Things like this always begin for such seemingly noble scientific reasons, don’t they? But they rarely stop there. And of course in addition to creating tri-parent offspring, which creates ethical and genealogical nightmares in its own right, virtually every instance of embryonic modification involves a slew of violations of the moral law, from in-vitro fertilization to the destruction of fertilized human embryos — human life — deemed imperfect or unnecessary to achieve the desired outcome.
What is the likelihood that the FDA would approve such a procedure? More likely than you think.
[M]any experts expect the FDA to eventually sign off on testing the technique. They note that regulators in the U.K. found broad public support for the research there, with no evidence that it would endanger mothers or their children. The U.K. has significantly more regulations surrounding in vitro fertilization than the U.S., where fertilization clinics are essentially a self-regulated industry.
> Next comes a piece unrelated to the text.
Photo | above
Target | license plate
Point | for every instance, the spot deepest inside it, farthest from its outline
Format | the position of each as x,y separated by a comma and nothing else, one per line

And before the FDA considers the philosophical implications of genetically modified children, its first concern is the safety of any patients enrolled in experiments. In documents posted ahead of this week’s meeting, the agency said it will seek public input on how to monitor the safety of women who undergo the fertilization process. The agency also wants to hear proposals for long-term follow-up of any children produced via the process.
Stanford University Professor Hank Greely says the FDA is taking the right approach by focusing on the immediate safety concerns, rather than speculating on whether this could lead to a “Brave New World” scenario of biologically engineered humans.
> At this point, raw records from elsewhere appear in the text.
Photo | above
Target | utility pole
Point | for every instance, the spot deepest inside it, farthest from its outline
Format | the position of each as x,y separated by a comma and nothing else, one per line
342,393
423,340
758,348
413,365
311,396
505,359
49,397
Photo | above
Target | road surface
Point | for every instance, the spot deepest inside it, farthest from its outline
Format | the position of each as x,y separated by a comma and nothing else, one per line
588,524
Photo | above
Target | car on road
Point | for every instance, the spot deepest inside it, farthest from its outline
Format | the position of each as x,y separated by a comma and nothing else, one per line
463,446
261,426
“We constantly live on slippery slopes and it’s our job as moral humans to hold a good position on the slope,” said Greely, a law professor who studies medical ethics. “If you’re worried about genetically engineered monsters or superheroes then you try to stop that, you don’t try to stop medically useful interventions because you’re worried that 17 steps down the line it will turn into something we don’t like.”
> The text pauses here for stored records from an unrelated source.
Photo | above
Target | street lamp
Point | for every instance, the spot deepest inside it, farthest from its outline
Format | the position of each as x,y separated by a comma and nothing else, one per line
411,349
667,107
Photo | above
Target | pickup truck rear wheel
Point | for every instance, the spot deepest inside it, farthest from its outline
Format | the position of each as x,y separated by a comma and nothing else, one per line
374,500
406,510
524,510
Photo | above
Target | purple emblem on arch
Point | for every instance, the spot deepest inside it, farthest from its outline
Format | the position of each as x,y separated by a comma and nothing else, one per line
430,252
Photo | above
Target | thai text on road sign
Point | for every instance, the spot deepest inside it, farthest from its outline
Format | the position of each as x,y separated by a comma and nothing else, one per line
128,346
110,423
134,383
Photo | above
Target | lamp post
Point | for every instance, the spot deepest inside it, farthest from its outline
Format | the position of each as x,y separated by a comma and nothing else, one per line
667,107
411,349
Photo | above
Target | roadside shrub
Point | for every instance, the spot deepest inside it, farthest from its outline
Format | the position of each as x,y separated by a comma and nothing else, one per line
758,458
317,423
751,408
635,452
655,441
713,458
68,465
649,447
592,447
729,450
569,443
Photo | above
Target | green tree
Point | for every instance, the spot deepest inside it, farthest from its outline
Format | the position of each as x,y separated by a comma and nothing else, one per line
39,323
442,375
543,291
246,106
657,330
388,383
Her first thought after she heard the news, after she screamed and made her mother and boyfriend leave the room, was that she would never have children. Amanda Baxley’s doctor had just told her, over a speakerphone in her psychiatrist’s office, that she had the gene for Gerstmann-Straussler-Scheinker disease, or GSS, which would inevitably lead to her slow and terrible death.
This rare neurological disease had stalked her family for generations. Her father, 56, was even then in its final throes.
On the spot, Ms. Baxley, 26, declared she would not let the disease take another life in her family line, even if that meant forgoing childbirth. “I want it stopped,” she said. The next day, her boyfriend, Bradley Kalinsky, asked her to marry him.
But the Kalinskys’ wedded life has taken a completely unexpected turn, one briefly described on Monday in The Journal of the American Medical Association Neurology. Like a growing number of couples who know a disease runs in the family, they chose in vitro fertilization, and had cells from the embryos, created in a petri dish with her eggs and his sperm, tested first for the disease-causing gene. Only embryos without the gene were implanted. The Kalinskys are now parents of three children who will be free of the fear of GSS.